Jornal de Negócios - 16 Jul 08

 

Perdidos pelo consumo
Helena Garrido

 

A década está perdida. Os primeiros dez anos do século XXI traíram as nossas expectativas de prosperidade fácil e rápida. Hoje, no centro de uma crise internacional gravíssima, somos confrontados com um futuro que nos impõe menos idas às catedrais de consumo que proliferam pelo país e mais visitas ao mealheiro para ir pagando as dívidas.

 

Chegou a conta dos excessos cometidos desde a segunda metade dos anos 90.

 

A história dos nossos comportamentos económicos e financeiros nos últimos dez anos é semelhante à de uma família a quem disseram que tinha ganho o Euromilhões. Ainda sem o dinheiro, liberou a sua fúria gastadora. Os bancos acreditaram e emprestaram-lhe os milhões... e com eles se compraram casas, carros, férias que, diziam, eram só para os ricos. De repente descobriu que, afinal, não tinha ganho os milhões. Mas tem de pagar a dívida. Como? Vendendo o que tem e, se não tem, emigrando.

 

Poderiam os governos ter evitado este caminhar para o abismo que os economistas viram desde a primeira hora? Há a tese de que não, não poderiam ter feito nada. Como agora nada podem fazer para evitar a dor da crise.

 

É sempre mais fácil construir um caminho alternativo quando a história já passou. Mesmo sabendo isso, vale a pena pensar no que poderia ter sido feito e não foi.
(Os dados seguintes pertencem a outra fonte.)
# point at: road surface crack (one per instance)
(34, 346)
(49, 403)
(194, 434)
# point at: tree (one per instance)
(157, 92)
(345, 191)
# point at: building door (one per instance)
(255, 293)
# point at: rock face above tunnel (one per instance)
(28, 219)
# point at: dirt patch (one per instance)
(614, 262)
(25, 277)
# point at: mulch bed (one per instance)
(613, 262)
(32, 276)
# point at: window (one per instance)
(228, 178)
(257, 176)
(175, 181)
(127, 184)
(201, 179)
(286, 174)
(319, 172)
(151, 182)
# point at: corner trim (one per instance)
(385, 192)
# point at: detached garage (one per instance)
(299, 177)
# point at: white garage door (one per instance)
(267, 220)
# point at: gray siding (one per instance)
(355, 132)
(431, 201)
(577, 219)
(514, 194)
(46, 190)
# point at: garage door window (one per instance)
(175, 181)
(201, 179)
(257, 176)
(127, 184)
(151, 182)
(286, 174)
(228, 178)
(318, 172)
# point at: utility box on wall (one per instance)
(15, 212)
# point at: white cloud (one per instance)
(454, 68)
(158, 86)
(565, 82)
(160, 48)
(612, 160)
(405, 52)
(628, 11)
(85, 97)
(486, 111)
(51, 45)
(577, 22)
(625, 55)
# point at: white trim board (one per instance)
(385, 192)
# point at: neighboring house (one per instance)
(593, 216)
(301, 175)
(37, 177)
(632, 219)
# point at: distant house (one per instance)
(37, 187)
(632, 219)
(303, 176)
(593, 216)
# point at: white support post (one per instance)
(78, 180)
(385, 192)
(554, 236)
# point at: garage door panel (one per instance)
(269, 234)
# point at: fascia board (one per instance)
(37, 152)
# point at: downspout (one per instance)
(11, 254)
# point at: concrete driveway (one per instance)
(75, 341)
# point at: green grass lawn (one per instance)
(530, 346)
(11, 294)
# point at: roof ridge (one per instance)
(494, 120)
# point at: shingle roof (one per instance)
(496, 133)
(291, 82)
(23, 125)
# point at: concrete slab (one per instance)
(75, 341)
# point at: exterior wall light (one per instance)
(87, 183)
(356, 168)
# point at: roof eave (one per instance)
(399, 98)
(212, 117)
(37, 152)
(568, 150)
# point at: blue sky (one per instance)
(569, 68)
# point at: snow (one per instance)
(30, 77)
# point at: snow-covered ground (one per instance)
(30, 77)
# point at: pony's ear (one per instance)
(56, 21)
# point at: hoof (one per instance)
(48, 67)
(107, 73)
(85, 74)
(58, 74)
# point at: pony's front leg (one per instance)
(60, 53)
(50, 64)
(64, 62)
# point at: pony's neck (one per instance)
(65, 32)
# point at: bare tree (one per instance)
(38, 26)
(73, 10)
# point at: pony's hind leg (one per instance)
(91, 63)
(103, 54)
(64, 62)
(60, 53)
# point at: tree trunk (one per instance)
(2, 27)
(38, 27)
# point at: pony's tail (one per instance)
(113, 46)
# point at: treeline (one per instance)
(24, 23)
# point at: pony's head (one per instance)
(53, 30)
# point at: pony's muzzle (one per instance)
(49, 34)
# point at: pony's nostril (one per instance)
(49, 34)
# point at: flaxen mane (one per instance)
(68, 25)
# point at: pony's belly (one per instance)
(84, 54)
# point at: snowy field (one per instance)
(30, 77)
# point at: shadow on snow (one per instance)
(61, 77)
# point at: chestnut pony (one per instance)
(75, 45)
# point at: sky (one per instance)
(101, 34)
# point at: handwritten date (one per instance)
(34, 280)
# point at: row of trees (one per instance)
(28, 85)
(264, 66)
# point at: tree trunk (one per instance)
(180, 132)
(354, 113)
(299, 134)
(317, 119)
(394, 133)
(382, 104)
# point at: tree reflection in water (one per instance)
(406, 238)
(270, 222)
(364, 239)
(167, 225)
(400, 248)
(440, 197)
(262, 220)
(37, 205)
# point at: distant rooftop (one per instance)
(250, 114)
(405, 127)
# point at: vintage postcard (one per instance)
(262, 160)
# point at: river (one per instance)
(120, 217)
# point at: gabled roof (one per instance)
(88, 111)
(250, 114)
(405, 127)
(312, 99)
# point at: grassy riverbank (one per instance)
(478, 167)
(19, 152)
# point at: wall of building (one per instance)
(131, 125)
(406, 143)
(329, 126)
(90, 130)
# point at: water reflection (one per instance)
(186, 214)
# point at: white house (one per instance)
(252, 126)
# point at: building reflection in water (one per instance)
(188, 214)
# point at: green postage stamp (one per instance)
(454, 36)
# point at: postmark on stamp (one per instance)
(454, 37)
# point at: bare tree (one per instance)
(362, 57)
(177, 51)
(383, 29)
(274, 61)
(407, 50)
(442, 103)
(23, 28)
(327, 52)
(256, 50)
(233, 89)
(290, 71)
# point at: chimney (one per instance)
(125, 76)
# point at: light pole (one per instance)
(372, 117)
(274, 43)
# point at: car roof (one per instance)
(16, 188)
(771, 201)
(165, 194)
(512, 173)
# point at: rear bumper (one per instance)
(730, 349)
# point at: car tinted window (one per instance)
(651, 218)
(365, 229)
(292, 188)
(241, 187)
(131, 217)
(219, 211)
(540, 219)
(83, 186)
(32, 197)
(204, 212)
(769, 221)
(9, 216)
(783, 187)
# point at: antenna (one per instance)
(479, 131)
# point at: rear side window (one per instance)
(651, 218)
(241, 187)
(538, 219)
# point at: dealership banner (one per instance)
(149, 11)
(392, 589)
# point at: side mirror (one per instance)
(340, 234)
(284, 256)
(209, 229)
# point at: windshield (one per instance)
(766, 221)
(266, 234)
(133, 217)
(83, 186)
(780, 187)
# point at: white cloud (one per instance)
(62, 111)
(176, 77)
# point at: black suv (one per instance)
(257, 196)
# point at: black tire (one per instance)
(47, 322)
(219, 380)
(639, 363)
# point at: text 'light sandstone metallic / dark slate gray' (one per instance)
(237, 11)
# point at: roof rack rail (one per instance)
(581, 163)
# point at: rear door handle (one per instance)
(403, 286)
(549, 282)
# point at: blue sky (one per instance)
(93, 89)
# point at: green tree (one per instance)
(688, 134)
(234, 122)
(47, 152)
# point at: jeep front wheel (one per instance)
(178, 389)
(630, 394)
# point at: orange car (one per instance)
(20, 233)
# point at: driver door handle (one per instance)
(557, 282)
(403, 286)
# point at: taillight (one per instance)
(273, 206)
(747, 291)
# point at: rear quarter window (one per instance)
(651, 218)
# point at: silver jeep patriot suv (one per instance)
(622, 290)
Desde que se tornou clara a integração de Portugal no euro, instalou-se uma euforia que atravessou toda a sociedade. Estado, empresas e famílias viram nessa moeda única a entrada no clube dos riscos. Todos se esqueceram que o país estava longe de ser rico.

 

Esse foi também o tempo da instabilidade política, governos sem maioria, como os de António Guterres, e de coligação, como o de Durão Barroso e Paulo Portas. E exactamente quando o país precisava também de maior restrição financeira vivia-se em tempos de grande generosidade internacional na concessão de créditos, que hoje se verifica excessiva.

 

O que se pode fazer agora para evitar esta crise? Por incrível que pareça, o melhor que se pode fazer é não fazer nada. Não porque não se pode fazer nada - é sempre possível actuar - mas porque nada fazer é neste momento a melhor política. Como afirmou o governador do Banco de Portugal, apenas se deve redistribuir.

 

Além de endividado, o país está mais pobre. E o que se pode fazer é apenas distribuir o bolo, mais pequeno, de outra forma. Taxas Robin Hood ou, à portuguesa, Zé do Telhado são soluções para o Estado arrecadar mais receitas para apoiar as pessoas mais afectadas pela crise. Esta é uma boa oportunidade para tributar rendimentos mais elevados tendo o cuidado de não agravar ainda mais a situação.

 

A preocupação que o PSD tem manifestado com os investimentos públicos integra-se nesta linha de evitar um maior agravamento do défice externo. O desequilíbrio nas contas externas aproxima-se de valores recorde, só comparável com o tempo em que Portugal teve de pedir ajuda ao Fundo Monetário Internacional. Com o euro não virá o FMI. Mas corremos crescentemente o risco de só conseguir crédito com taxas de juro cada vez mais elevadas, aumentando os encargos e obviamente agravando ainda mais o défice externo.

 

Estamos com uma trajectória explosiva que só pode ser evitada com menos consumo e mais poupança. De todos, famílias, Estado e empresas.